Outside of the time spent in the field, students will also take planned excursions to ancient historical sites and partake in activities such as Irish dancing, a visit to Killarney, cooking lessons, and horseback riding.
“By living in the village, grocery shopping for supplies, and dining in the pubs, this experience will foster more interactions with natives than would be the case in a traditional study abroad campus with a cafeteria,” McCabe said.
For Karli Lafferty ‘24 and Skyleigh Bickings ‘24, they are most excited to experience the culture while simultaneously gaining valuable experiences that will serve them in the future.
“I decided to go on this trip to get hands-on experience. I am unsure of what I want to do as a profession, so this is a good experience to see if I like it,” Lafferty said.
“I hope to gain experience in the field of collecting scientific data so that I can use that gained knowledge in my future career,” Bickings added.
From May 15 through May 26, students will stay in Copenhagen to study Danish culture, business, government, and health care. The group will visit prevalent Danish entities including Lego, Parliament, and various health care experts to gain an understanding of how the country’s values inform and influence both business and public policy. Professors Paul Olsen (business and accounting) and Patricia Siplon (political science), the trip leaders, also hope that their students will be able to compare Denmark’s institutions to those of the U.S.
“While there are some similarities between both countries, Denmark’s approach to health care is very different as they provide universal health care paid through taxes while our system is largely employer based,” Olsen said.
Students will also visit important cultural sites such as the National Gallery of Denmark, Rosenborg Castle, and Tivoli Gardens.

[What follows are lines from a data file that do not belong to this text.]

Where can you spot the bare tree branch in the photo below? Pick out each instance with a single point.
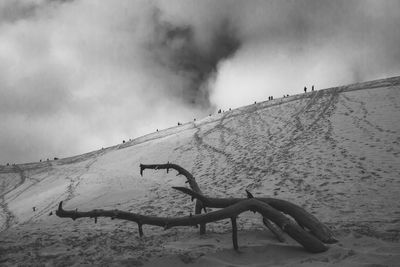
(190, 179)
(308, 241)
(302, 217)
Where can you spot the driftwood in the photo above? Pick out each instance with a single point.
(308, 231)
(189, 179)
(302, 217)
(308, 241)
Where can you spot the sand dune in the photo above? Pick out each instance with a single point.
(336, 152)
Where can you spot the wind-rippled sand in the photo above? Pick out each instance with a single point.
(336, 152)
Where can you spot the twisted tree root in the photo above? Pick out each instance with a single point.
(302, 217)
(190, 179)
(308, 241)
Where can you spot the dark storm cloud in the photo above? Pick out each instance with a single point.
(78, 75)
(175, 48)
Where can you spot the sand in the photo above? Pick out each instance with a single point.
(335, 152)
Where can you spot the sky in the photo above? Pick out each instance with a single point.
(78, 75)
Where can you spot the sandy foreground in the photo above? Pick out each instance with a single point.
(335, 152)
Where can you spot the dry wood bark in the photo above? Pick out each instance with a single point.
(190, 180)
(308, 241)
(302, 217)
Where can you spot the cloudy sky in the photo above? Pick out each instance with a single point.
(78, 75)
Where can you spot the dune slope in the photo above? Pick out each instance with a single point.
(336, 152)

On the personal level, Professor Olsen also looks forward to sharing his love of Denmark with his students. “My parents were Danish immigrants and we visited Denmark many times as a family,” he said.
Between May 26 and June 9, students will spend two weeks in the beautiful and diverse natural environment of Wales. While immersing themselves in the nation’s stunning natural landscape, students will focus on how the country has integrated the principle of sustainability throughout its policies, institutions, economy, and culture.
While in Wales, the group will partake in environmental, political, and cultural field studies, on-site guest lectures, and an exchange of research and artistic projects with the faculty and students of University of Wales-Trinity Saint David.
Students will stay in the Carmarthen campus of University of Wales-Trinity Saint David which is only a short walk from Carmarthen, the oldest city in Wales. Here students will have easy access via train to the Welsh Assembly in Cardiff, the Centre for Alternative Technology, and multi-day hikes in the beautiful landscape.